When Christensen mobilized to the Balad Air Base in Iraq in 2005, he was part of the Third Corps Support Command Surgeon Section as chief surgeon. His wife, Cindy, was working alongside him as a chief medical planner. They led training for a Combat Lifesaver course which taught non-medical soldiers to learn first responder techniques. Eventually, every soldier was getting some sort of training and basic preparation in case they'd need to tend to another soldier in the field.

As a colonel, he was also involved in getting a 911 system up and running at the base, helping pre-position evacuation helicopters closer to the battlefield, and preparing for mass casualty exercises, while both Christensens also created better tracking for status, location and needs for soldiers in military hospitals away from Iraq. Because the base had planes coming and going every minute, it was a frequent target of mortars and attacks.

"Given the fight we're in, we need to change this," Christensen recalled. "We knew it was going to take a team to train for this."

Back home, Sudbeck helped answer Christensen's call for as many training tools and pamphlets as possible to help soldiers who were suffering from cardiac events.

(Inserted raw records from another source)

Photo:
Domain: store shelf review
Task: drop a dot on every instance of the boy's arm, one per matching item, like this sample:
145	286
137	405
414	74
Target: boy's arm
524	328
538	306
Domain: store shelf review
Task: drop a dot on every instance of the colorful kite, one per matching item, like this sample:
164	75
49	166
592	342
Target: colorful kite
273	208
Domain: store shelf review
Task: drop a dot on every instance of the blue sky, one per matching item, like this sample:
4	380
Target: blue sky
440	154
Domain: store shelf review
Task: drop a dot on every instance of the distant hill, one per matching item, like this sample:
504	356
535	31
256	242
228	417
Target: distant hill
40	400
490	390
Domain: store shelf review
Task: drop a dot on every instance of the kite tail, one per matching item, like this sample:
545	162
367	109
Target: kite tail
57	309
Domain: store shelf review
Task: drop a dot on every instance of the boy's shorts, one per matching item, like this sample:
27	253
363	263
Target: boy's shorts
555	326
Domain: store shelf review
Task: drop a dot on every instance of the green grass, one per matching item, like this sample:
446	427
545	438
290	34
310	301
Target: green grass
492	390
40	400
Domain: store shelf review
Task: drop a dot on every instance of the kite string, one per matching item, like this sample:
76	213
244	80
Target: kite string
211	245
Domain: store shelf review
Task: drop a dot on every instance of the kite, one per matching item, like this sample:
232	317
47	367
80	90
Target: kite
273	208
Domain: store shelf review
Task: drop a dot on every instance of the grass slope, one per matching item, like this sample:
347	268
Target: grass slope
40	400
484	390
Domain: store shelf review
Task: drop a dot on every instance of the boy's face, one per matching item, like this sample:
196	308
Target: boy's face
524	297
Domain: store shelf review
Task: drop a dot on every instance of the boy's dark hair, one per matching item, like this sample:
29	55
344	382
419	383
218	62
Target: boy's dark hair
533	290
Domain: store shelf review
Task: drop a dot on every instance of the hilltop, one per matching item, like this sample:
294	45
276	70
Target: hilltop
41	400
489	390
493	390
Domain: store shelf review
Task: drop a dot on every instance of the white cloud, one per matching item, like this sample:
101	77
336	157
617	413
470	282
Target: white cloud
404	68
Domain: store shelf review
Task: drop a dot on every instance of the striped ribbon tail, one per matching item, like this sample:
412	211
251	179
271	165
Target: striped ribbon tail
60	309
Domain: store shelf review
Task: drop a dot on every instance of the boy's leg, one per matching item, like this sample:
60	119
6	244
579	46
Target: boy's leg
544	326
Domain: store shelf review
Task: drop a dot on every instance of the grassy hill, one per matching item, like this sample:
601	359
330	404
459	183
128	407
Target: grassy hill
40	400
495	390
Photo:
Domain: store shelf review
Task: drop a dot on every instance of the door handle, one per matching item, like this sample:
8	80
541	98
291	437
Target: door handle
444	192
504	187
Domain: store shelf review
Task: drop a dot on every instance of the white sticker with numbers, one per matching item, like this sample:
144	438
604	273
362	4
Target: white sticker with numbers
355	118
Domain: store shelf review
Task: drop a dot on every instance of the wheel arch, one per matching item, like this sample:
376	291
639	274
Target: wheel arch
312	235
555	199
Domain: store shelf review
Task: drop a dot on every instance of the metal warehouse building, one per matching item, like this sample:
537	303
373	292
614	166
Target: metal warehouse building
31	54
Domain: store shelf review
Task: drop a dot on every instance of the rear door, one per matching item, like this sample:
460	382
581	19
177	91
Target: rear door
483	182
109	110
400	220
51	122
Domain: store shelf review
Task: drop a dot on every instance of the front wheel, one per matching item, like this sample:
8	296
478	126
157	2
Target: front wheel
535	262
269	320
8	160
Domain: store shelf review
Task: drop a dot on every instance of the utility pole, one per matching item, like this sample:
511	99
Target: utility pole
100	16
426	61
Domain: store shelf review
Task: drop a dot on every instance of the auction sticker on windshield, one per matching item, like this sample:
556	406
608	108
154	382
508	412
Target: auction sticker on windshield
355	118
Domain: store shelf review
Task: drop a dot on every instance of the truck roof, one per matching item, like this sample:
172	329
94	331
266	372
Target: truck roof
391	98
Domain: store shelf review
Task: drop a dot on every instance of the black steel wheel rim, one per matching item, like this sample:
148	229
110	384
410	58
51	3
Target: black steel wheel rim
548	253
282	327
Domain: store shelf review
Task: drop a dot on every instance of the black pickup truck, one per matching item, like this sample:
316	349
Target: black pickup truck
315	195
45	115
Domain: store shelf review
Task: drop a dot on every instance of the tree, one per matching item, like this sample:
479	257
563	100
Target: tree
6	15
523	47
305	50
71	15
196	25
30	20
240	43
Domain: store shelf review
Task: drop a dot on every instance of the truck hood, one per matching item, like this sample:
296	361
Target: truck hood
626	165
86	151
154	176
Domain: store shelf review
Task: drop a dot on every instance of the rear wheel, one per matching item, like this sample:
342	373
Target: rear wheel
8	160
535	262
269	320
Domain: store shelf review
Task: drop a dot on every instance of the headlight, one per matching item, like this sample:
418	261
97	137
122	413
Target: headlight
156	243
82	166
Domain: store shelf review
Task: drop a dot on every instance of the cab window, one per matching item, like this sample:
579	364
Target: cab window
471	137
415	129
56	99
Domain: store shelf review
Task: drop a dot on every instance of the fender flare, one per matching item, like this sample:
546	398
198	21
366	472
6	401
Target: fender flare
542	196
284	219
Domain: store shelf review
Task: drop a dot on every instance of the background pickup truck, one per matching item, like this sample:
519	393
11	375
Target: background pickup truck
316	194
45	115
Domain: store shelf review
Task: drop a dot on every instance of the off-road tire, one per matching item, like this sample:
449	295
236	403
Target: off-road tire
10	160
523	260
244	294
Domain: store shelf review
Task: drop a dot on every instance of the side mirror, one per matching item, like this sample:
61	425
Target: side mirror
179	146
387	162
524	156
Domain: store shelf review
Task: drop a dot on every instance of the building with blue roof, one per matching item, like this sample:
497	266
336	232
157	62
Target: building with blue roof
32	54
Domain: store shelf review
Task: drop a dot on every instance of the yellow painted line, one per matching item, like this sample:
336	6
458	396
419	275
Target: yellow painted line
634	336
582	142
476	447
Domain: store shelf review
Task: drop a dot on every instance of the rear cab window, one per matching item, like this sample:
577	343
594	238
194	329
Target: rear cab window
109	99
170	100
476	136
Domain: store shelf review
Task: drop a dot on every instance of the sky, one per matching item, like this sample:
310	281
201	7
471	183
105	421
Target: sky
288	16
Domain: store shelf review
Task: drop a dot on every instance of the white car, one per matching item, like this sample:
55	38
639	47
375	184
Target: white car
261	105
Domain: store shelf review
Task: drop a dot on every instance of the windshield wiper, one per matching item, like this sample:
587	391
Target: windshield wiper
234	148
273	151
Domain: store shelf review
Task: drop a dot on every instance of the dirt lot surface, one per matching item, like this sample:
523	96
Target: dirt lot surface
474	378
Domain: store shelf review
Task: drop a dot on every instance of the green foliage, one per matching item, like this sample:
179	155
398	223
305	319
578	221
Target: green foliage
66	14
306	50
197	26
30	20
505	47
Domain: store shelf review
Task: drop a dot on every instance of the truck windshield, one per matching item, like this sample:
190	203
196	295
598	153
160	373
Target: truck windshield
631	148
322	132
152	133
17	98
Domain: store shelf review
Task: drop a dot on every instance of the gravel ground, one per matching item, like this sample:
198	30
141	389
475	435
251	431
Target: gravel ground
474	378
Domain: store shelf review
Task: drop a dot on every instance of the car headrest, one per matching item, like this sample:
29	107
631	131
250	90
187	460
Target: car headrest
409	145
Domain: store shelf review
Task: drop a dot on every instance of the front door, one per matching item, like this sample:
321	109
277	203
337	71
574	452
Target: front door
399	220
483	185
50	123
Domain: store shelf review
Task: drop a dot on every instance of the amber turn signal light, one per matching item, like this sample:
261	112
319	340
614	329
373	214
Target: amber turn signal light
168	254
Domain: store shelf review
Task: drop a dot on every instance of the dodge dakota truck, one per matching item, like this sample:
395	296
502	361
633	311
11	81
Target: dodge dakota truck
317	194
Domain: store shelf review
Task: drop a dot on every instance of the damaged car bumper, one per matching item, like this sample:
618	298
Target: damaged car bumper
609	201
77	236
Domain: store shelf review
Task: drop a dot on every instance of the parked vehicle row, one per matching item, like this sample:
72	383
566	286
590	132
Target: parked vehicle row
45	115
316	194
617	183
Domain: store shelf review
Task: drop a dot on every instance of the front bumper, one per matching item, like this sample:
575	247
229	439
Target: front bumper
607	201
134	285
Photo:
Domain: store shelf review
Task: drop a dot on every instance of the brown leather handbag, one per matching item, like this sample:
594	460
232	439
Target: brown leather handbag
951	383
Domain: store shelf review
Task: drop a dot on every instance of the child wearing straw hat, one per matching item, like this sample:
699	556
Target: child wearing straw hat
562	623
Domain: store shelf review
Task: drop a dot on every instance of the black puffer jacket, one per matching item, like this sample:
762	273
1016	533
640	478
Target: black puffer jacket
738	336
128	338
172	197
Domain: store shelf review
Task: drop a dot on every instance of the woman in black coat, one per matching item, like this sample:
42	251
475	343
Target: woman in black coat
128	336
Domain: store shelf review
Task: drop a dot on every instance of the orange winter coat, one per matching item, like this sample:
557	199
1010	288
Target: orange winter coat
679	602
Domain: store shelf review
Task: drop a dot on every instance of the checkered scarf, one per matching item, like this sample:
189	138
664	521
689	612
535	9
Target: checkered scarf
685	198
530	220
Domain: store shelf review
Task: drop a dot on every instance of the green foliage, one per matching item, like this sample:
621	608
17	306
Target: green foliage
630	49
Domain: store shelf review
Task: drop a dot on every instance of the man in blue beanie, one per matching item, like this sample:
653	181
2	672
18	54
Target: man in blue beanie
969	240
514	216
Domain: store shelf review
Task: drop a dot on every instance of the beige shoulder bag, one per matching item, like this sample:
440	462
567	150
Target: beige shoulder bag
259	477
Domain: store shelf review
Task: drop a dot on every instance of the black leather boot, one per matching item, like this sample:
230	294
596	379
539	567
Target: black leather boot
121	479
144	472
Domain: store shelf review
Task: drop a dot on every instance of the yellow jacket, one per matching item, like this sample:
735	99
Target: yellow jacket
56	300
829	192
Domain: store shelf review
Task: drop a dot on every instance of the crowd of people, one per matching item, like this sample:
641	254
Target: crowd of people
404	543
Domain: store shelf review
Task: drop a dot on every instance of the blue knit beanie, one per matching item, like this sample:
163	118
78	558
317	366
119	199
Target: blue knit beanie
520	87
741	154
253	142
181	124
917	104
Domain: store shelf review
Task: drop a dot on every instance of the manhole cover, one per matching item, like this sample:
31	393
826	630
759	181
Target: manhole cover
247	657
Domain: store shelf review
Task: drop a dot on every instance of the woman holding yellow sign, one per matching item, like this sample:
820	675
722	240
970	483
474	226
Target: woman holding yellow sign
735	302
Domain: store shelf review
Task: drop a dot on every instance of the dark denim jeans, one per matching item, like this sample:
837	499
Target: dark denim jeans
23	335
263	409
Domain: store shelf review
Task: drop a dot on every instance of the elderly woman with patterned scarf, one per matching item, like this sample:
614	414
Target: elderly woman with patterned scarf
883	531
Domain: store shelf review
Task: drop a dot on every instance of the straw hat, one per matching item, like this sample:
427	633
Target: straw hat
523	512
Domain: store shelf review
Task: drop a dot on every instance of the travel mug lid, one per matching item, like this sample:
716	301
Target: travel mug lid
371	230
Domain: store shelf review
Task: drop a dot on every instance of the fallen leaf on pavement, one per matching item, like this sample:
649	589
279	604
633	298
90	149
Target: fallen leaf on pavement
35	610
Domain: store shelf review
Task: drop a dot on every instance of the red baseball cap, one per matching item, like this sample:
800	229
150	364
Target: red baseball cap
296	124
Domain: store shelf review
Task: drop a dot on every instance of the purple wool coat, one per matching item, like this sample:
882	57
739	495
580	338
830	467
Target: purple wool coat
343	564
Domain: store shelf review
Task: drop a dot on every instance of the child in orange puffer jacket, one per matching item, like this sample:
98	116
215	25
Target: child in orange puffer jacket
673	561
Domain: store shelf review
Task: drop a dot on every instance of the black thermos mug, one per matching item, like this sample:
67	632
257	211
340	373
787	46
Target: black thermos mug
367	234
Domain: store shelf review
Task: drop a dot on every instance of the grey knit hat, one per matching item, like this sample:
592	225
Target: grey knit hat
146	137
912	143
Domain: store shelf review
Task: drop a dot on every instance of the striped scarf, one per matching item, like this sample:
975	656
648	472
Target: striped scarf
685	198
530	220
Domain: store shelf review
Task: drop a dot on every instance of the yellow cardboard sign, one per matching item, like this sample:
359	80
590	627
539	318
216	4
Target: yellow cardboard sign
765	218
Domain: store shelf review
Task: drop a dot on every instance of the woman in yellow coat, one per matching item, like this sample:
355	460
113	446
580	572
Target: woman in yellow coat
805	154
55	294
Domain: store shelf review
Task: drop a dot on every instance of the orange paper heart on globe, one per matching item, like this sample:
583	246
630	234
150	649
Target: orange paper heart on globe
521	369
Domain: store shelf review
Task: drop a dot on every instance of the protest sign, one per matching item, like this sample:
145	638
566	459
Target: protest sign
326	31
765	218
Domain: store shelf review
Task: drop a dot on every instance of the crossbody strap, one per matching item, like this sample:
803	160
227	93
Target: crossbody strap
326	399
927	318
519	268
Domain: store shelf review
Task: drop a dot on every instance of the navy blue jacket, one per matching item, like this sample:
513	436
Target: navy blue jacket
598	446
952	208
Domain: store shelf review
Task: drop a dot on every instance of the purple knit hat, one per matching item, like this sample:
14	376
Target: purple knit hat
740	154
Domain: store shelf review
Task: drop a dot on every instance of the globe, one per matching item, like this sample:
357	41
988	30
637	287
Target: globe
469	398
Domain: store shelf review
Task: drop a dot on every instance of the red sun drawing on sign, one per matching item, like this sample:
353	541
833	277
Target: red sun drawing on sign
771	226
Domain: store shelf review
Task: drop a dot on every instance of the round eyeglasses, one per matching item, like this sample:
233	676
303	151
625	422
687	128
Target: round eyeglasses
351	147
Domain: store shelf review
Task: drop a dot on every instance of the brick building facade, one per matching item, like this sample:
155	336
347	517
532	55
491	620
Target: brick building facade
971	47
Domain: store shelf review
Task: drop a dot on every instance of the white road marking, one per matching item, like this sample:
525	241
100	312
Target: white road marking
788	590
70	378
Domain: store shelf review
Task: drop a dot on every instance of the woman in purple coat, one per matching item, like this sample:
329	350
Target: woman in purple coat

"He said, 'I've got to train some instructors over here and have to train them on ACLS,'" Sudbeck recalled. "We sent as many training supplies as we could, and he worked with other instructors and other officers to provide as much training as he could."

In his military career, Christensen received a Bronze Star and Legion of Merit honors for his efforts in Iraq. He served three deployments, including in Operations Desert Storm and Iraqi Freedom.

Christensen said he's also enjoyed the chance to get high school students interested in medical or military careers. He helped get Mitchell High School eligible for a program that allows students to qualify for medical school out of high school.

"The recruiters like me," he joked.

Christensen was also involved with raising Davison County's immunization rate, which in 1993 was among the worst in the state among children under 2 years old. Along with his colleagues, he set up a program to study children born at Queen of Peace Hospital for nine months, then follow their immunization progress for five years. Technology led to better immunization tracking in the area and around the state.

In 2008, he was the state's Family Doctor of the Year, and in 2016, he was the first recipient of the award that now carries his name for distinguished service to the USD Sanford School of Medicine. He's also heavily involved at First Presbyterian Church in Mitchell, and helped set up Fellowship of Christian Athletes football camps in Mitchell for the last 20 years.

There are a few aspects of Christensen's life that will continue to get his best effort. One is leading the Mitchell Veterans of Foreign Wars chapter, which is in a relatively new location but is fundraising to add an elevator to its location at 215 N. Main St. He's also eager to spend more time with family, which includes eight children and 10 grandchildren.

"My goal will be to work with my family. I've been busy with so much over the years," he said. "I need to go retrograde and be with my children and grandchildren."